Total EU27 (i.e. excluding the UK) import value of tropical wood and wood furniture products was US$2.48 billion between January and October last year, 12% less than in 2019.
This is a significantly higher level of import than forecast earlier in the year when the first waves of the COVID-19 pandemic hit the continent leading to widespread lockdowns with severe implications for the EU27 economy and on the supply side in tropical countries.
However, with the onset of a second wave of the virus, and signs that the EU27 is now experiencing a double dip recession, trade may be receding once again.
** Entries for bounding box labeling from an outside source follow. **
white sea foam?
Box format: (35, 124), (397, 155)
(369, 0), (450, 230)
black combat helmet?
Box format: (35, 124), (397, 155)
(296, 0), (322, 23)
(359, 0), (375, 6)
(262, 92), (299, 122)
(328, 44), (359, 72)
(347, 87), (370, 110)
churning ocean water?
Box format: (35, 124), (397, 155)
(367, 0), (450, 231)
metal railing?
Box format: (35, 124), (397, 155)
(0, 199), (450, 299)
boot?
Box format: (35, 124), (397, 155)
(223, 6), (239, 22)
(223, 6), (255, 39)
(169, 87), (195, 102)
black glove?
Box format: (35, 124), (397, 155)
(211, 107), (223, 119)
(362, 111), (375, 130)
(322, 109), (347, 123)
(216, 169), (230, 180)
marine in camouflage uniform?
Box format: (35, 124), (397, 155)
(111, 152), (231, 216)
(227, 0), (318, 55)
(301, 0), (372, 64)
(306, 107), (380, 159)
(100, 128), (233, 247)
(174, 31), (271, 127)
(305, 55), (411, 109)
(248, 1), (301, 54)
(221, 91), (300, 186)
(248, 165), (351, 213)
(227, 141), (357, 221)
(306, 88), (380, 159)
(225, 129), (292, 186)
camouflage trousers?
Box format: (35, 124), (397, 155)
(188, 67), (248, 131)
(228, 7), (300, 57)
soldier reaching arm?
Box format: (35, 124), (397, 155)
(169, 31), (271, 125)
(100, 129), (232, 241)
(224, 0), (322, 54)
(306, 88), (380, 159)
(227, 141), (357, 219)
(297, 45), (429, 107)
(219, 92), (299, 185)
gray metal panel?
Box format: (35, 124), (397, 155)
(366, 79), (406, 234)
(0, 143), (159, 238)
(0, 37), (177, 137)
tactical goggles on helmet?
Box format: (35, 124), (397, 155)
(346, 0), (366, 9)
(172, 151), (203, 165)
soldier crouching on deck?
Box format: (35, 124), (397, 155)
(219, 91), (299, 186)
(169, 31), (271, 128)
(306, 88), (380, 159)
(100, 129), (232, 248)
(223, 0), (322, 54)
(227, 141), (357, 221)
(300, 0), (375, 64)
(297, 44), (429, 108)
Chart 1, which shows the value of EU27 imports of tropical wood and wood furniture products each month during the last five years, highlights that while imports fell sharply in May last year there was a very strong rebound in June and July. Although imports declined again in August, they were at a five year high for that month (which is typically very slow during the European summer vacation period), and then recovered well in September.
With the easing of lockdown measures from May onwards and boosted by the introduction of large government stimulus measures, the economy picked up across the EU27 in the third quarter.
According to Eurostat, seasonally adjusted GDP in the EU27 increased by 11.5% during the three month period.
The rebound was almost sufficient to offset the 11.3% decline in EU27 GDP in the second quarter of 2020.
During this period, EU27 imports were given a boost by the relative strength of the euro on international exchange markets, the euro-dollar rate rising sharply from a low of 1.06 in March to 1.22 by the end of the year.
The dollar’s weakness is due to political uncertainty during and after the presidential elections and the continuing severity of the pandemic in the United States.